Harry klappte im gleichen Moment der Mund auf und die Kinnlade runter bis auf den Boden. „Ich soll das tun?", entfuhr es ihm dann und er sah Luzifer mehr als überrascht an.

„Nein Harry. Nicht du "sollst" das tun. Ich habe gemeint, du kannst es, wenn du es möchtest. Das ist ein großer Unterschied. Du musst nicht arbeiten, um dir deinen Lebensunterhalt zu verdienen. Wenn es dir Spaß macht, dann sehe es als dein Hobby an. Okay?", fragte Luzifer geduldig. Er wusste das er sich nicht aufregen durfte, damit er Harry nicht erneut verschreckte oder in Panik versetzte. Vor allem, weil es schon positive Erfolge zu vermerken gab. Harry zuckte bei den ihm bekannten Personen nicht mehr so leicht zusammen.
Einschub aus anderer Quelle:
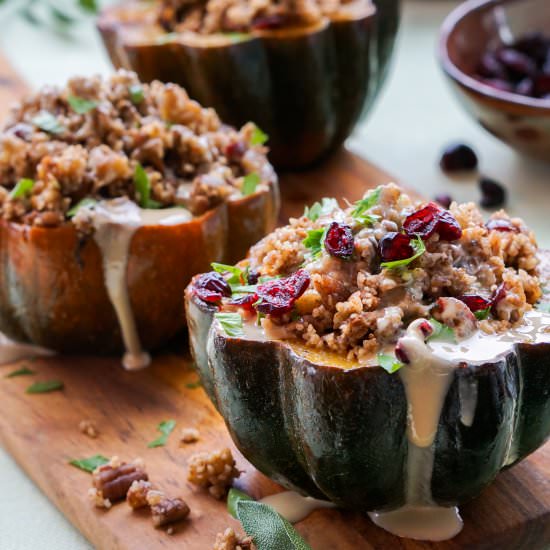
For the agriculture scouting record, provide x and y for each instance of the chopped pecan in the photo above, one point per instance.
(166, 510)
(111, 481)
(214, 471)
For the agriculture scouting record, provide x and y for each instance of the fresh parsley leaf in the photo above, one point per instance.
(23, 371)
(318, 209)
(89, 464)
(359, 212)
(165, 428)
(259, 137)
(314, 241)
(143, 187)
(232, 323)
(45, 387)
(22, 188)
(86, 202)
(482, 313)
(136, 93)
(441, 331)
(419, 248)
(48, 122)
(250, 183)
(80, 105)
(389, 363)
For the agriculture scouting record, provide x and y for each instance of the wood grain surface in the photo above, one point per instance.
(41, 432)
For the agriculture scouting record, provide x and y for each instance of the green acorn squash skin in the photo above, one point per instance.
(306, 90)
(341, 434)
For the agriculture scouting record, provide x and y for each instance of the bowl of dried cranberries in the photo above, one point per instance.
(496, 54)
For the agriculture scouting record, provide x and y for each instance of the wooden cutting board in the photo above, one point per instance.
(41, 432)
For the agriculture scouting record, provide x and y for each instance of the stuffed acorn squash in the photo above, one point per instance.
(392, 357)
(113, 195)
(304, 71)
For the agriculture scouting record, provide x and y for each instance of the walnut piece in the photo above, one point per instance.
(88, 427)
(112, 481)
(189, 435)
(214, 471)
(137, 494)
(166, 510)
(228, 540)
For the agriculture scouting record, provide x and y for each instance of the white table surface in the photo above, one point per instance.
(415, 116)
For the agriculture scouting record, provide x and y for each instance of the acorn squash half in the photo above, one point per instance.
(52, 289)
(305, 86)
(340, 434)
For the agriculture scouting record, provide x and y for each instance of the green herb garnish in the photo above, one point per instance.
(250, 183)
(232, 323)
(80, 105)
(48, 122)
(23, 371)
(165, 428)
(89, 464)
(84, 203)
(389, 363)
(314, 241)
(359, 212)
(418, 247)
(136, 93)
(143, 187)
(22, 188)
(261, 522)
(441, 331)
(259, 137)
(318, 209)
(45, 387)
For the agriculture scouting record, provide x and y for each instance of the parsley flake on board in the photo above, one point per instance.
(232, 323)
(419, 248)
(22, 188)
(166, 427)
(45, 387)
(89, 464)
(81, 105)
(318, 209)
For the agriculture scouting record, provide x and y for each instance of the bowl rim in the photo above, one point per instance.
(535, 105)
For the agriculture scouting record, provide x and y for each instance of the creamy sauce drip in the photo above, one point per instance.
(293, 506)
(115, 222)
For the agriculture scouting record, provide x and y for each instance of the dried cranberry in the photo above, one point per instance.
(457, 158)
(277, 297)
(269, 22)
(339, 240)
(493, 193)
(235, 151)
(246, 301)
(475, 302)
(395, 246)
(212, 287)
(444, 200)
(432, 219)
(501, 224)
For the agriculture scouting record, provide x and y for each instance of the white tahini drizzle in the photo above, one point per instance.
(115, 221)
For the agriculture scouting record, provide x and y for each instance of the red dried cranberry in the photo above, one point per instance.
(212, 287)
(235, 151)
(339, 240)
(432, 219)
(277, 297)
(246, 301)
(457, 158)
(444, 200)
(501, 224)
(395, 246)
(493, 193)
(269, 22)
(475, 302)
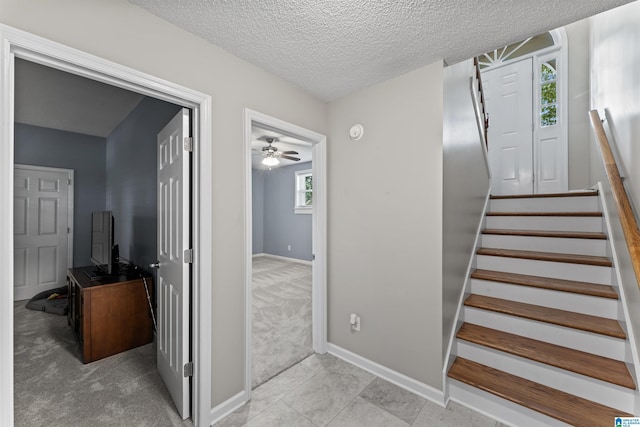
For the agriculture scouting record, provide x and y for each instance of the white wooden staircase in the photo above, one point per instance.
(541, 338)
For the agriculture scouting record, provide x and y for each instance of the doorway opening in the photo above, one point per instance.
(299, 253)
(25, 46)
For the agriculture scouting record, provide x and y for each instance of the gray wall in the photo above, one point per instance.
(84, 154)
(257, 207)
(131, 189)
(466, 186)
(615, 87)
(281, 226)
(129, 35)
(385, 224)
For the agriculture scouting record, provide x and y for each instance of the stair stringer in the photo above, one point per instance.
(506, 411)
(466, 289)
(616, 279)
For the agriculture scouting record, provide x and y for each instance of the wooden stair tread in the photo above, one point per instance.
(583, 288)
(538, 196)
(583, 322)
(591, 365)
(554, 403)
(547, 256)
(544, 233)
(564, 214)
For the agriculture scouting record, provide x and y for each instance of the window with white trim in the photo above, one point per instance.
(304, 192)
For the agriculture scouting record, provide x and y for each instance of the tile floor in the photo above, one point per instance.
(324, 390)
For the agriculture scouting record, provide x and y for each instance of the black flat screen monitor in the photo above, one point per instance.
(102, 241)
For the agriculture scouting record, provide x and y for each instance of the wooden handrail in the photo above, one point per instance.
(483, 106)
(627, 217)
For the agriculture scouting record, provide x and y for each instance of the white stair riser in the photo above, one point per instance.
(585, 304)
(546, 204)
(562, 245)
(598, 344)
(557, 270)
(546, 223)
(503, 410)
(559, 379)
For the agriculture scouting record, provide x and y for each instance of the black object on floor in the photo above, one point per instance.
(59, 304)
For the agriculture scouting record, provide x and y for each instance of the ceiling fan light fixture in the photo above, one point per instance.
(270, 161)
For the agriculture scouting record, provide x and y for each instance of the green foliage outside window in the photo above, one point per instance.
(548, 94)
(308, 190)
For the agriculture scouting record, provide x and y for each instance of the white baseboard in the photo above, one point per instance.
(284, 258)
(401, 380)
(227, 407)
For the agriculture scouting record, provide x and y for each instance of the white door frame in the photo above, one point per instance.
(20, 44)
(560, 51)
(70, 175)
(319, 228)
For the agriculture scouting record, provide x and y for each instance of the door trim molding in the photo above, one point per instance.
(17, 43)
(319, 229)
(70, 202)
(561, 51)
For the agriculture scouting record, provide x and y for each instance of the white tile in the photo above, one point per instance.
(362, 413)
(453, 415)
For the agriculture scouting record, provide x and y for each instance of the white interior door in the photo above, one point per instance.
(41, 228)
(174, 272)
(509, 100)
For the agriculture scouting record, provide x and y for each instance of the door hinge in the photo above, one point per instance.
(188, 256)
(188, 369)
(188, 144)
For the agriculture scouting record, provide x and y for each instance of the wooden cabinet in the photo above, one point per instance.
(109, 315)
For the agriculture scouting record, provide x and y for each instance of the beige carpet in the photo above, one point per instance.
(54, 388)
(281, 318)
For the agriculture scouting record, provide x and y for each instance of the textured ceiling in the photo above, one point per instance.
(334, 47)
(51, 98)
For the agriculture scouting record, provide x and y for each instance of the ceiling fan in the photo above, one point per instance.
(271, 153)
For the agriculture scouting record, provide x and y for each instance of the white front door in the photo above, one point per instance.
(41, 229)
(509, 100)
(174, 215)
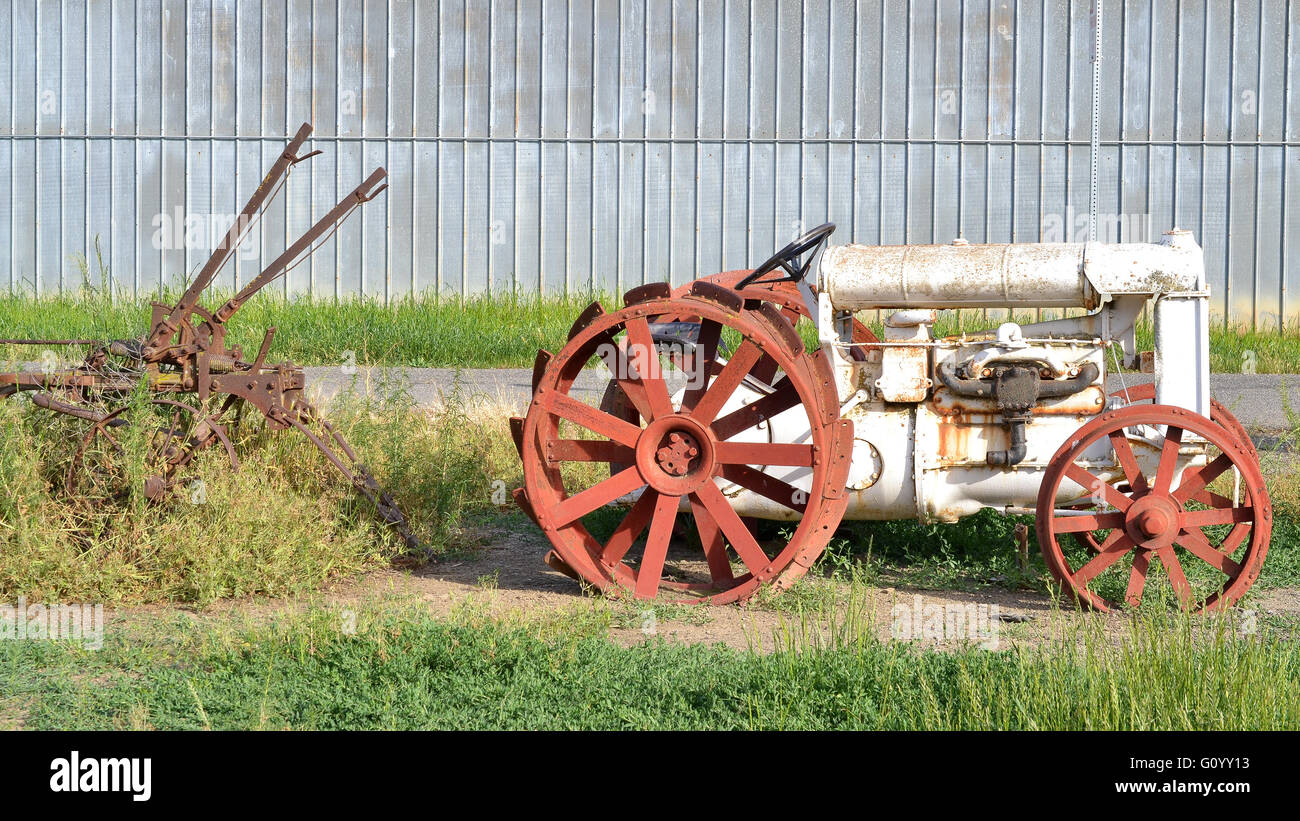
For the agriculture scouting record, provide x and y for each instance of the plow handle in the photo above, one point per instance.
(161, 333)
(364, 192)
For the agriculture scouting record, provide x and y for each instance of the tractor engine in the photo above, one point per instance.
(945, 426)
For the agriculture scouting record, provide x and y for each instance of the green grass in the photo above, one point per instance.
(479, 331)
(406, 670)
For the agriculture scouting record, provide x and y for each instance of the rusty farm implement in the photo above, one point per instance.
(194, 382)
(1148, 490)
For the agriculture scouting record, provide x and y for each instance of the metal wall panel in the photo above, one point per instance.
(575, 144)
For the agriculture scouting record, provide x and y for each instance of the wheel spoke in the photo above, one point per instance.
(1192, 483)
(1212, 499)
(1195, 543)
(1110, 551)
(766, 369)
(1217, 516)
(1138, 577)
(588, 450)
(767, 486)
(657, 546)
(741, 539)
(593, 418)
(1234, 538)
(648, 369)
(727, 382)
(598, 495)
(629, 529)
(1125, 455)
(703, 356)
(1083, 524)
(1168, 459)
(711, 539)
(784, 398)
(1092, 483)
(1174, 570)
(763, 454)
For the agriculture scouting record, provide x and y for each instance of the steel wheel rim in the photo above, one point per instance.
(1130, 525)
(720, 530)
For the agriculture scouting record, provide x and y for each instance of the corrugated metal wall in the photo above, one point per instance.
(566, 144)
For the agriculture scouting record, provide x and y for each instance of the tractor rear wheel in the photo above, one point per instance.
(687, 454)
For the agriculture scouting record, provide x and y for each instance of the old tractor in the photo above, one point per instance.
(195, 385)
(722, 413)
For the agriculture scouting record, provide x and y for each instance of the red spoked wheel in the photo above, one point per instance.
(784, 296)
(1164, 513)
(1145, 394)
(687, 455)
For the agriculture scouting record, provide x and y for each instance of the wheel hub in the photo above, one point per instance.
(675, 455)
(679, 454)
(1153, 521)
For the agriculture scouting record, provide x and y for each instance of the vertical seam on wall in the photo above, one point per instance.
(1286, 122)
(1255, 213)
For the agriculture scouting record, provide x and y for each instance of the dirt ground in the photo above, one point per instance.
(507, 578)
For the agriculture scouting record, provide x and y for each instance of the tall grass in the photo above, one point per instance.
(406, 670)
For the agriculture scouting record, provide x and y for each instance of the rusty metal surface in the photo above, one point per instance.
(198, 382)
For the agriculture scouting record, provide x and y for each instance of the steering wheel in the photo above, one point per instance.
(788, 259)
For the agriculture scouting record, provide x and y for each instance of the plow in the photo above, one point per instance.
(182, 386)
(749, 413)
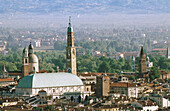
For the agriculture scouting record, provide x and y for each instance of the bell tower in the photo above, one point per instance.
(142, 62)
(71, 50)
(25, 63)
(167, 53)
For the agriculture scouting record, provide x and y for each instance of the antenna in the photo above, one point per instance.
(69, 19)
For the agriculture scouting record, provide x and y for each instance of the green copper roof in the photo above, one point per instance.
(41, 80)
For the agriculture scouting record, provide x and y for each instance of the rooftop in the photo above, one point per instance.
(40, 80)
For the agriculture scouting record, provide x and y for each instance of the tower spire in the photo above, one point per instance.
(167, 53)
(70, 20)
(71, 50)
(70, 29)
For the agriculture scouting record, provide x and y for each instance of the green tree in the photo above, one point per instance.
(154, 73)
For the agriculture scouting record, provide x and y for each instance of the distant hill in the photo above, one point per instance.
(84, 6)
Außerdem ließ er schon das ein oder andere Mal Kontakt zu Luzifer zu. Ganz vorsichtig nahm der Höllenfürst die Hand des Jungen, da er bemerkte das Harry die Situation gerade etwas überforderte.

Harry holte tief Luft. Er war einfach sprachlos über Luzifers Äußerung. Aber es wäre für ihn eine Möglichkeit sich erkenntlich zu zeigen und sich sein Essen zu verdienen. „Okay, das will ich gerne tun.", antwortete er nur und sah verlegen auf seine Schuhe.

Luzifer konnte ein kleine Lächeln nicht verbergen. Er blickte auf seinen Gefährten und schmunzelte. Aber er war auch wirklich beeindruckt, denn das Verhalten von Harry war etwas von seinem bisherigen abgewichen und dies ließ ihn hoffen. Luzifer gab ihrer gemeinsamen Zukunft eine Chance und glaubte das sie auf dem richtigen Weg waren.